The government has announced detailed plans for the first 30 new independent high schools to open their doors next year. Tuition fees will be three times higher than at ordinary high schools; elective courses will predominate; more than 20 percent of operational costs of schools will come from funding foundations; more than 15 percent of students must receive scholarships; enrollment tests will be more diverse and licenses will be canceled if the schools begin to just "teach the test" for college admissions.

The move reignited the long-standing debate between opponents and proponents of the new educational policy. Those who are against the introduction of such new school argue that they will eventually turn into prep schools dominated by children from wealthy family that focus on sending as many students as possible to prestigious universities. So, they say, the new school system and its market principles are likely to aggravate inequality in education and widen the educational gap among social classes.

It is disappointing to see such an attitude adopted by the education office of the Seoul Metropolitan government. They risk throwing out the baby with the bath water, swayed by arguments for equality in education, turning a blind eye to demands from students and parents for diverse education for a knowledge-based society. Now is the time to refocus the roles and functions of public and private schools. The Seoul Metropolitan government needs to see clearly the social changes surrounding schools and the accompanying demand by the general public for more recognition of their educational rights. The Seoul city government must launch independent private schools that can take root while harmonizing with the existing public education system based on educational equality.

Most of the arguments over education these days are not about the fundamentals of education: they are about peripheral issues disguised as education.

We are living in a society where educational background is a determining factor for success, and the sentiment of the general public wields strong influence in drawing up policies. Therefore educational issues cannot be resolved by educators alone.
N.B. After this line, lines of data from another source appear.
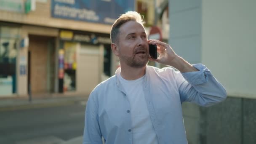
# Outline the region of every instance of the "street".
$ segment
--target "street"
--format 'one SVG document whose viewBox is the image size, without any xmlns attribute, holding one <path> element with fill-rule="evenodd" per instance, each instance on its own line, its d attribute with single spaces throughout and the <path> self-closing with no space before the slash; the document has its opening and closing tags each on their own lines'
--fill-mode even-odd
<svg viewBox="0 0 256 144">
<path fill-rule="evenodd" d="M 0 112 L 0 144 L 59 144 L 83 135 L 85 104 L 45 107 Z"/>
</svg>

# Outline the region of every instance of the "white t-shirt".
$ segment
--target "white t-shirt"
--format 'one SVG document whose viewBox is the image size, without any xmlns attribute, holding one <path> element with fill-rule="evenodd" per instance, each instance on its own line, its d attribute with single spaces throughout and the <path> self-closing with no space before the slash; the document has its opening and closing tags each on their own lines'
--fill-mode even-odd
<svg viewBox="0 0 256 144">
<path fill-rule="evenodd" d="M 120 74 L 117 76 L 131 105 L 133 144 L 158 144 L 143 92 L 145 75 L 133 80 L 126 80 Z"/>
</svg>

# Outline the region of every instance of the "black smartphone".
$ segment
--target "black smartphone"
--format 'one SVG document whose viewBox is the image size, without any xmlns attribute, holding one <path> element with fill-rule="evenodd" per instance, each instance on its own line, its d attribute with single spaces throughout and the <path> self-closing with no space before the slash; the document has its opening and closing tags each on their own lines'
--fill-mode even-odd
<svg viewBox="0 0 256 144">
<path fill-rule="evenodd" d="M 149 55 L 153 59 L 157 59 L 157 45 L 149 44 Z"/>
</svg>

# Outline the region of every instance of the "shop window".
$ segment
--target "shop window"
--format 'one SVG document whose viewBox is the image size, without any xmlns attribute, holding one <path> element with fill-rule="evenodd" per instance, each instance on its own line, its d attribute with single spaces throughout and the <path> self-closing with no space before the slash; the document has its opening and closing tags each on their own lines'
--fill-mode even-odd
<svg viewBox="0 0 256 144">
<path fill-rule="evenodd" d="M 16 58 L 15 39 L 0 37 L 0 95 L 16 93 Z"/>
<path fill-rule="evenodd" d="M 75 43 L 64 43 L 64 91 L 76 90 L 77 45 Z"/>
</svg>

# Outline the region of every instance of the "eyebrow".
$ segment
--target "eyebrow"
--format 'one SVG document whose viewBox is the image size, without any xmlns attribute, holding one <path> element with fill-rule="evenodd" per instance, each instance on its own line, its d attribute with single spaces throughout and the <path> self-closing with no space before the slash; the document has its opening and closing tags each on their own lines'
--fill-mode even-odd
<svg viewBox="0 0 256 144">
<path fill-rule="evenodd" d="M 130 33 L 128 34 L 128 35 L 126 35 L 126 36 L 128 36 L 130 35 L 135 35 L 136 34 L 136 33 L 135 32 Z M 142 34 L 147 35 L 147 34 L 145 32 L 142 32 Z"/>
</svg>

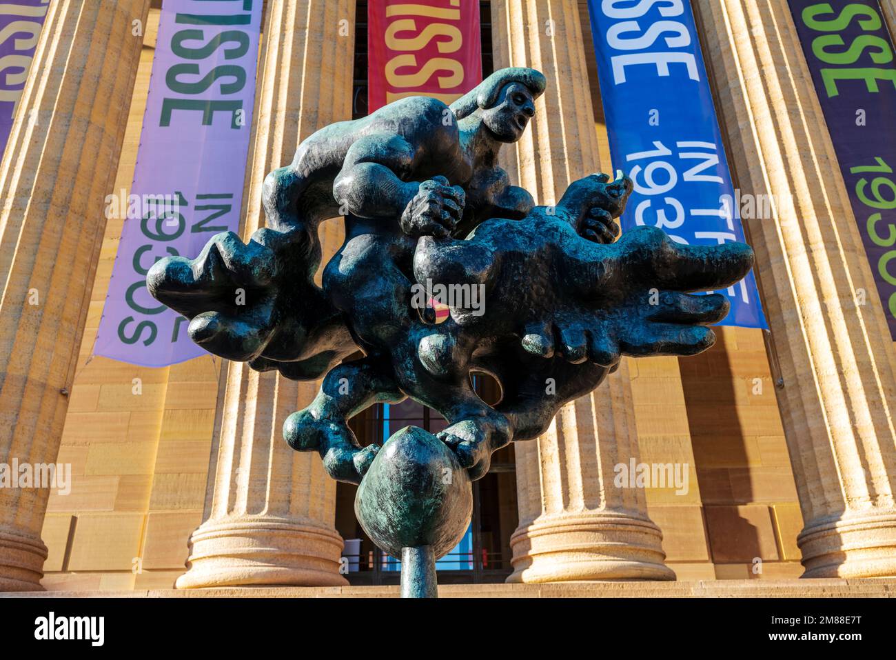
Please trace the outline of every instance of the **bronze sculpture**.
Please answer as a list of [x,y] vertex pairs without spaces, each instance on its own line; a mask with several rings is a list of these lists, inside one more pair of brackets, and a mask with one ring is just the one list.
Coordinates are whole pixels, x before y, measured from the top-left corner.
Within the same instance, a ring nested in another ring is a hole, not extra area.
[[[450,107],[411,97],[326,126],[265,179],[266,226],[248,244],[219,234],[147,277],[211,352],[289,378],[324,376],[284,437],[360,484],[358,520],[403,556],[403,595],[435,595],[435,560],[466,530],[470,482],[494,451],[538,437],[622,355],[711,346],[708,326],[728,300],[688,292],[730,286],[753,264],[745,245],[682,246],[654,228],[614,242],[632,191],[621,175],[575,181],[551,207],[511,186],[498,151],[522,135],[545,84],[532,69],[503,69]],[[345,242],[319,288],[317,227],[336,215]],[[450,317],[436,322],[429,298]],[[473,371],[498,382],[499,403],[476,395]],[[450,426],[362,448],[348,420],[408,396]]]

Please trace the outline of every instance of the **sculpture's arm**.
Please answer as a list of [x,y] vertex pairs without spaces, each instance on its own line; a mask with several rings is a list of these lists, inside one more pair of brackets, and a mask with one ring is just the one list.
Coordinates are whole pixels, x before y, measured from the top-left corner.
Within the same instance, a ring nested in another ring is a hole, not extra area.
[[297,199],[302,183],[303,179],[293,165],[268,172],[262,186],[262,205],[268,227],[278,231],[289,231],[301,224]]
[[463,189],[444,177],[405,181],[416,158],[417,150],[400,135],[366,135],[349,149],[333,196],[359,218],[399,218],[409,236],[446,236],[463,213]]
[[613,182],[606,174],[591,174],[573,181],[556,206],[538,211],[565,220],[586,240],[612,243],[621,233],[615,221],[625,208],[632,186],[632,180],[621,172]]

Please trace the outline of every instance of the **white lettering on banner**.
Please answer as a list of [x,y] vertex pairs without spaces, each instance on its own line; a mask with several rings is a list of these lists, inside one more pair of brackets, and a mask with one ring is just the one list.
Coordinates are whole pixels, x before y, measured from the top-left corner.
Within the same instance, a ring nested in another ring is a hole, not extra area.
[[[681,230],[685,221],[688,218],[714,217],[725,221],[728,231],[695,231],[694,238],[696,239],[714,240],[719,244],[734,242],[737,240],[735,233],[734,210],[727,200],[721,200],[719,208],[688,208],[685,209],[677,197],[665,195],[666,193],[675,188],[679,178],[686,183],[700,184],[707,183],[718,188],[724,180],[716,175],[701,174],[705,169],[715,169],[719,165],[718,147],[713,142],[702,140],[680,140],[676,143],[676,148],[679,150],[676,153],[667,147],[662,142],[655,141],[653,146],[656,149],[649,152],[636,152],[625,156],[626,162],[636,162],[631,174],[632,182],[634,184],[636,192],[651,199],[642,200],[634,210],[634,221],[638,225],[650,225],[661,229],[669,238],[681,245],[688,245],[688,241],[678,233],[670,230]],[[681,151],[681,150],[688,151]],[[702,149],[704,151],[694,151]],[[674,158],[669,158],[673,157]],[[663,159],[663,160],[660,160]],[[687,168],[690,163],[684,161],[699,161],[696,165]],[[672,161],[670,162],[670,161]],[[645,162],[646,161],[646,162]],[[677,167],[676,167],[677,166]],[[658,181],[657,172],[665,173],[665,181]],[[680,172],[680,174],[679,174]],[[662,197],[668,208],[654,206],[654,199],[657,195]],[[690,195],[688,195],[690,196]],[[670,219],[668,211],[674,212]],[[654,218],[647,217],[647,213],[650,211]],[[732,298],[740,297],[745,303],[750,302],[750,296],[745,280],[741,280],[733,287],[728,287],[728,294]]]

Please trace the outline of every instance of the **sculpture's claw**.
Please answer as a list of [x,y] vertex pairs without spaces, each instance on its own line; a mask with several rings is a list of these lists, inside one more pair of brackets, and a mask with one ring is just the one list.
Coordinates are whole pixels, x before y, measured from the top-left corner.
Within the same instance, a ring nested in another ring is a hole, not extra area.
[[554,357],[554,334],[547,323],[533,323],[526,326],[522,335],[522,348],[539,358]]
[[435,437],[454,452],[470,480],[476,481],[488,472],[491,465],[489,439],[485,429],[475,421],[464,420],[452,424]]

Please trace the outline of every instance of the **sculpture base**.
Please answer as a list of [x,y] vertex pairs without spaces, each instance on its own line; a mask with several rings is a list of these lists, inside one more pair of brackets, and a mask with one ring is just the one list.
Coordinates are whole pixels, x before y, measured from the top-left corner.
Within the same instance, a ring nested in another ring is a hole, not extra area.
[[190,538],[178,589],[258,585],[341,586],[342,539],[332,529],[282,518],[203,523]]
[[401,597],[439,597],[433,546],[401,549]]
[[661,542],[652,522],[619,513],[542,516],[511,536],[507,582],[674,580]]

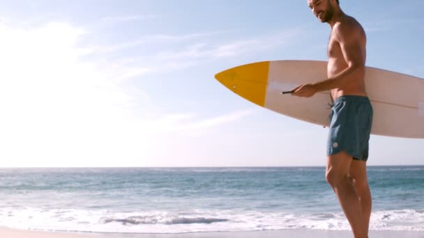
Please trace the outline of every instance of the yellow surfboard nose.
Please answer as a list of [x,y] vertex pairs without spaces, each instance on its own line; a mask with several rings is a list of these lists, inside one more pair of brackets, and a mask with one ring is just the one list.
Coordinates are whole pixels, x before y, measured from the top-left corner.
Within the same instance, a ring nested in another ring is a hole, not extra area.
[[269,61],[235,67],[215,75],[225,87],[261,106],[265,104]]

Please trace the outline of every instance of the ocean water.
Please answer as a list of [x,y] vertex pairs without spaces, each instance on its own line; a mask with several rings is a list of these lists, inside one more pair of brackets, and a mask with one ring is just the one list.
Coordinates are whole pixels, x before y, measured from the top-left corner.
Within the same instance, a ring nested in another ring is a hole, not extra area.
[[[424,231],[424,166],[368,168],[370,229]],[[0,168],[0,225],[119,233],[349,229],[324,167]]]

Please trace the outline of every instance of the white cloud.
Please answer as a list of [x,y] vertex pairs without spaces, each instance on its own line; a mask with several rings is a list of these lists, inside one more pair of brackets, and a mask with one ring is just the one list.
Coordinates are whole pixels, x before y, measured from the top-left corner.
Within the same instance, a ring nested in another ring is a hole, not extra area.
[[151,164],[148,153],[163,135],[250,113],[202,120],[158,110],[142,89],[122,86],[151,69],[89,60],[94,47],[78,46],[87,34],[66,23],[30,30],[0,24],[0,166]]
[[148,146],[149,125],[120,86],[144,70],[82,61],[84,33],[63,23],[0,24],[0,166],[103,166]]

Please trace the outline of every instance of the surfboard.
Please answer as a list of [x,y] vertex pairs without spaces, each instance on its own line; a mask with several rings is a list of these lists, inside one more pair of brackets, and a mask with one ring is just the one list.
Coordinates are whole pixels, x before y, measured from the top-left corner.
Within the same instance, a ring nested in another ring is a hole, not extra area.
[[[281,92],[327,78],[326,61],[273,61],[232,68],[215,75],[242,97],[264,108],[303,121],[328,127],[330,91],[311,97]],[[367,67],[365,87],[374,109],[371,133],[424,138],[424,79]]]

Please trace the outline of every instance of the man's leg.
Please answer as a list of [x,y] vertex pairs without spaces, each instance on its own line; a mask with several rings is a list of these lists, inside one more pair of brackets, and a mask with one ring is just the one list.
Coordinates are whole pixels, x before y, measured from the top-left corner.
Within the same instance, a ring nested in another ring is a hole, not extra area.
[[368,234],[370,216],[371,216],[371,192],[367,178],[367,162],[354,159],[350,166],[349,174],[352,178],[354,186],[359,196],[362,215],[364,220],[365,235]]
[[358,193],[349,177],[353,158],[342,151],[327,157],[326,180],[331,185],[350,223],[355,238],[365,238],[365,225]]

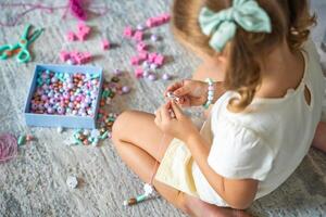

To raise a child, the cooperation and participation of the entire society is necessary. We must guarantee the educational rights of the next generation.

Our school system is in crisis. The basic classroom discipline necessary for teaching is not maintained in today's classrooms, and the authority of schools and teachers is challenged every day. And that is not all.

Students today do not want to be statistical grist in an educational mill. They want to be treated as individuals, but they are restricted by dull classroom instruction, and respond with apathy. This is the root of our school crisis.

The school system itself is too inflexible to move in directions that can improve the quality of education. We are living in a society where new types of private education are popping up everyday, including private tutoring through the Internet.

Trial and error in the field of education should be encouraged. When experiment and invention are tried, creative educational programs and new educational methods can be developed. The important thing is to establish a system that can manage the quality of education.

These new schools can compete with the existing system, and out of that competition will come better education. They should not even dream of raking in huge profits by just changing their names and gathering students from wealthy families; they should not focus only on teaching their students how to get good grades on the college entrance exam. We still remember the notoriety of some private schools. Society will monitor the selection and operations of independent private schools, with a close eye on whether or not they are helping our children grow.


The writer is a researcher at the Korea Educational Development Institute.